I realize that I am always ready to preach the first part of the Gospel to myself: I feel my brokenness and pride and know my need for a Savior. Tim Keller’s book reminded me to rejoice in God’s love for me as well. I had difficulty preaching the second part in that moment at community group. Once I got home, I turned to Psalm 139. It’s always been my fallback scripture when I am feeling low, and I was humbled by flipping to it that evening:

7 Where shall I go from your Spirit
   Or where shall I flee from your presence?
8 If I ascend to heaven, you are there!
   If I make my bed in Sheol, you are there!
9 If I take the wings of the morning
   and dwell in the uttermost parts of the sea,
10 even there your hand shall lead me,
   and your right hand shall hold me.
11 If I say, “Surely the darkness shall cover me,
   and the light about me be night,”
12 even the darkness is not dark to you;
   the night is bright as the day,
   for darkness is as light with you.
13 For you formed my inward parts;
   you knitted me together in my mother's womb.
14 I praise you, for I am fearfully and wonderfully made.
Wonderful are your works;
my soul knows it very well.

Even here, in this dark place of sin that I had been blind to, God had been as near as ever. I easily get swept in wanting to be known, chosen, and loved, and all of that yearning is put to rest when I remember how accepted I am in Christ. God has known, chosen, and loved me; He has never stepped away.

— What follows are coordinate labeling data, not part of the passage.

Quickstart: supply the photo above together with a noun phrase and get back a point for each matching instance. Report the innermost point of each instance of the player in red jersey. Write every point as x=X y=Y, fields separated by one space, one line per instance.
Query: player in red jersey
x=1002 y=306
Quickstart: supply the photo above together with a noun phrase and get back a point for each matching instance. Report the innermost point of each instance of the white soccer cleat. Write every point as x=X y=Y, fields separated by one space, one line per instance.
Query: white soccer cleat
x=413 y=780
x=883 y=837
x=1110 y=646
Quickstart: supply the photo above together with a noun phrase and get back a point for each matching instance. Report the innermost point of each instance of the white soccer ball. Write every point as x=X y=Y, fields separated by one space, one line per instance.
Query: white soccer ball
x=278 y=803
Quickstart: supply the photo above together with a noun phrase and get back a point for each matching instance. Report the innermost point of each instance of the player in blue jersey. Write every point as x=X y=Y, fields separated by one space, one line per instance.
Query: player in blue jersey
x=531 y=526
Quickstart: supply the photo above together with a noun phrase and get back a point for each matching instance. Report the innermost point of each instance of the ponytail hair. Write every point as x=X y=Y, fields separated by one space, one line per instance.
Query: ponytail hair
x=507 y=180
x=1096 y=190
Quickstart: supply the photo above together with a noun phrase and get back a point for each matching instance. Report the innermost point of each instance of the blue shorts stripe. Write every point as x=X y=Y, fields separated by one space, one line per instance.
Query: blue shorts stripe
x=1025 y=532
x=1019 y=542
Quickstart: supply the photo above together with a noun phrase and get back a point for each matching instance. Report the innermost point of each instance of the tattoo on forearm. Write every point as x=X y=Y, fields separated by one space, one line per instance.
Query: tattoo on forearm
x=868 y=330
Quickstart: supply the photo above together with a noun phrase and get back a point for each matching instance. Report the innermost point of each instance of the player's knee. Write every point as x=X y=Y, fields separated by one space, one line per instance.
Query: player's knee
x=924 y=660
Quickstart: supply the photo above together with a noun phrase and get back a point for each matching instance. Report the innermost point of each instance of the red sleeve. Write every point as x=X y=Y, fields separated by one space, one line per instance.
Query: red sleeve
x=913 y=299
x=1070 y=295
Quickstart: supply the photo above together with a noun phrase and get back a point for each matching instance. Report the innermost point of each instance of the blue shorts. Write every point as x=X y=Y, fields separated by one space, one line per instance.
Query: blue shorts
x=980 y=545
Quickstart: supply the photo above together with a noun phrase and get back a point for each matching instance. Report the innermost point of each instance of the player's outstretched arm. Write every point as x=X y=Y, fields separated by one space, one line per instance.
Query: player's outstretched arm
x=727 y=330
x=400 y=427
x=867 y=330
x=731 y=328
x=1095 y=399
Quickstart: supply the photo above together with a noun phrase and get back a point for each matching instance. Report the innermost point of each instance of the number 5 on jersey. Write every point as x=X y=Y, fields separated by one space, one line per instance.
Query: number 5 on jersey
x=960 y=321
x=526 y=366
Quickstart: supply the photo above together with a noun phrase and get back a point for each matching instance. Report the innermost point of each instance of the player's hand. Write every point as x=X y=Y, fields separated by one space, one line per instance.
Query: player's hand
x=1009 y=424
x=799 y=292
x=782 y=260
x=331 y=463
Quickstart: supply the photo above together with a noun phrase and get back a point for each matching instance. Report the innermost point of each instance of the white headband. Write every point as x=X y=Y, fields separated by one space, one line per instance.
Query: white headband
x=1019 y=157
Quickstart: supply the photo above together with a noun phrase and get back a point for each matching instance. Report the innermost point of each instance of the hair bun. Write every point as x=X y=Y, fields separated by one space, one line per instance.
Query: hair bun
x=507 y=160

Finally, brothers, whatever is true, whatever is honorable, whatever is just, whatever is pure, whatever is lovely, whatever is commendable, if there is any excellence, if there is anything worthy of praise, think about these things. (Philippians 4:8)

Instead of fighting to keep this perspective, I am retreating to prayer and confession instead of waging my own mental battle. I am grateful for the forgiveness and connectedness my God gives and that reassurance and joy that He restores.